If it’s not obvious enough, family leave in the US is convoluted, insufficient and not easily accessible to those who truly need it. FMLA puts a price tag on being pregnant and punishes those who can’t afford to forgo weeks of pay. People with multiple part-time jobs who are unable to add up enough hours to qualify, single-parent households who rely on one paycheck, and self-employed and independent contractors all lose out. Some of the most vulnerable people who need help are simply not supported under this law. FMLA is a step in the right direction, but it needs to go multiple steps further.

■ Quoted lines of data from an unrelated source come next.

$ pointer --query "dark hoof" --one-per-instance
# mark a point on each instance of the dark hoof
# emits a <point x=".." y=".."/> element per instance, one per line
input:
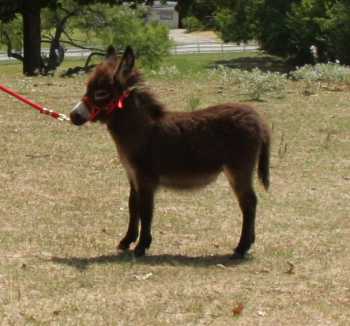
<point x="123" y="245"/>
<point x="238" y="255"/>
<point x="139" y="251"/>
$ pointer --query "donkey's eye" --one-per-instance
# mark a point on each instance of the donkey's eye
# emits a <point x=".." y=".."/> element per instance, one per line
<point x="101" y="95"/>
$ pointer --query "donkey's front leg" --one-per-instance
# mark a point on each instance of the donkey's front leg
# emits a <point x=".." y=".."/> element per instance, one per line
<point x="145" y="206"/>
<point x="133" y="229"/>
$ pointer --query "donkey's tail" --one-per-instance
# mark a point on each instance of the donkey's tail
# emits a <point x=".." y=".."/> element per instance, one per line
<point x="264" y="161"/>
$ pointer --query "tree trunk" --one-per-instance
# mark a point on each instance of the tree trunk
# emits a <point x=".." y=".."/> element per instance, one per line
<point x="31" y="39"/>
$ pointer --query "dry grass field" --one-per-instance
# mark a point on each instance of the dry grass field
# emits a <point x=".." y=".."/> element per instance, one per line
<point x="63" y="209"/>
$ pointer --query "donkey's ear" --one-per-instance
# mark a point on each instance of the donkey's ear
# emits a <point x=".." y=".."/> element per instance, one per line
<point x="111" y="53"/>
<point x="127" y="63"/>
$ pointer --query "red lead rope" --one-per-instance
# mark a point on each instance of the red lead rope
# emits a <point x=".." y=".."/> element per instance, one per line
<point x="41" y="109"/>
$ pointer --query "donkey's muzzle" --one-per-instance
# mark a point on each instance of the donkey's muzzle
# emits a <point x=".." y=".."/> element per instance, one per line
<point x="80" y="114"/>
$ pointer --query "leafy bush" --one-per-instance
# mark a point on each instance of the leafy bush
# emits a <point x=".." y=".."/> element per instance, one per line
<point x="192" y="24"/>
<point x="255" y="84"/>
<point x="329" y="73"/>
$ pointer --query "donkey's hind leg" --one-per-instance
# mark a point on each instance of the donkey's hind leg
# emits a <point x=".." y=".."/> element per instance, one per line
<point x="133" y="228"/>
<point x="242" y="184"/>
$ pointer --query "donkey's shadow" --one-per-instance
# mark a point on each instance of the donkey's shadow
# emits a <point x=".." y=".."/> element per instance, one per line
<point x="83" y="263"/>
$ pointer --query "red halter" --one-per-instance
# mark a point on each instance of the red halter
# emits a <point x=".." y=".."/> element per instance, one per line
<point x="111" y="106"/>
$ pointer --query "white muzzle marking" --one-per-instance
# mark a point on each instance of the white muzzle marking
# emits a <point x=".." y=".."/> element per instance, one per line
<point x="82" y="110"/>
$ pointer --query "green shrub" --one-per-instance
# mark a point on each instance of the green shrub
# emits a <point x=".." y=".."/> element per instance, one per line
<point x="330" y="72"/>
<point x="255" y="84"/>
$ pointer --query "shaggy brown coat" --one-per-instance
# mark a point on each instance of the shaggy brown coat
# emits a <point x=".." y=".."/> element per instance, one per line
<point x="178" y="150"/>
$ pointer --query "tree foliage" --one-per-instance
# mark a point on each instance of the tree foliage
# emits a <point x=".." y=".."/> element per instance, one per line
<point x="59" y="18"/>
<point x="289" y="27"/>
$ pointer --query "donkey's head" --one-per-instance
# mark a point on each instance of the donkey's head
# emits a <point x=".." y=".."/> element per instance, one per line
<point x="107" y="88"/>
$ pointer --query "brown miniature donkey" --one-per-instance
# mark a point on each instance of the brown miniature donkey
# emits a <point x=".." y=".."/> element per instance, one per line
<point x="177" y="150"/>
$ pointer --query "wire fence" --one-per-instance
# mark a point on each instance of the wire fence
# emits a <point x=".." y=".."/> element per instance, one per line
<point x="193" y="48"/>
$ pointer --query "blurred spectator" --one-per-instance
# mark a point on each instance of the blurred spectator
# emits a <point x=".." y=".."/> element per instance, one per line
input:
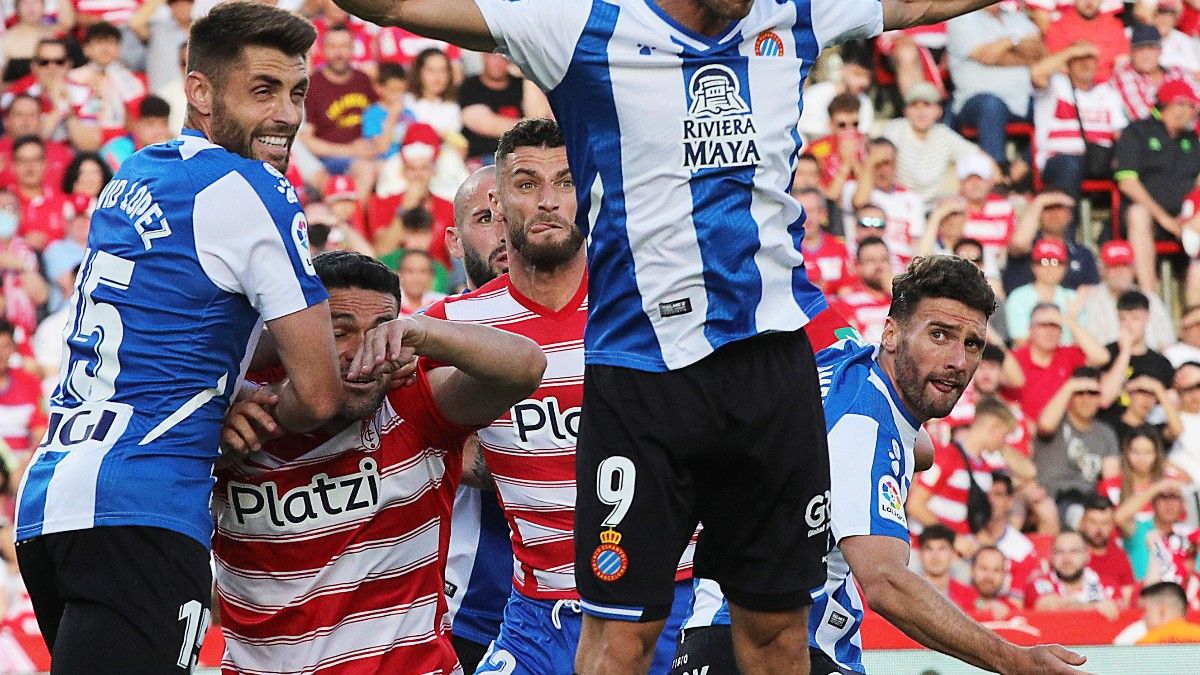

Similarly, STD is limited in its success. For those who are eligible, it is the best option in a bad situation. The most problematic part about STD is how it conflates pregnancy with disability. By consigning maternity leave under the umbrella of disability leave, the knock on effect of this means employees with actual disabilities are also affected. This system poorly addresses the specific needs of different employees at a time when they need the most help.
Clearly, things need to change - and they are, but not fast enough. It has been a decades-long conversation with slow progress. So far only 9 states have implemented their own paid leave plans. From a federal standpoint, it was only recently that a federal law which advanced paid family leave was passed. Known as the Federal Employees Paid Leave Act, it came into force on October 1st 2020. It is a paid parental leave program which gives federal workers up to 12 weeks of paid time off for birth, adoption or placement of a new child; the act replaces the unpaid FMLA and to be eligible you must fulfill the same criteria. This act is undeniably a step up from FMLA, but it took over 25 years to be realized and is currently limited to federal employees. Time can only tell how effective the act is; we can only hope it doesn’t take another 25 years for it to be rolled out to the wider public.
So, what can you do?
Find out exactly what kind of benefit package your employer provides and what you are eligible for. Under STD, amounts paid and lengths of coverage vary, so it’s important to find out what you’re entitled to.
Make a plan
Planning your parental leave should be just as important as packing your hospital bag. Sit down, explore all your options, and talk to those around you, especially if your partner has work benefits that you can both benefit from. To help you get organized, check out the beta version of the Mirza app where you can calculate costs and make a financial game-plan.
According to 2017 research by Pew, 82% of Americans say mothers should receive paid leave after the birth or adoption of a child and 69% support it for fathers. It’s clearly an issue with broad appeal that crosses partisan lines.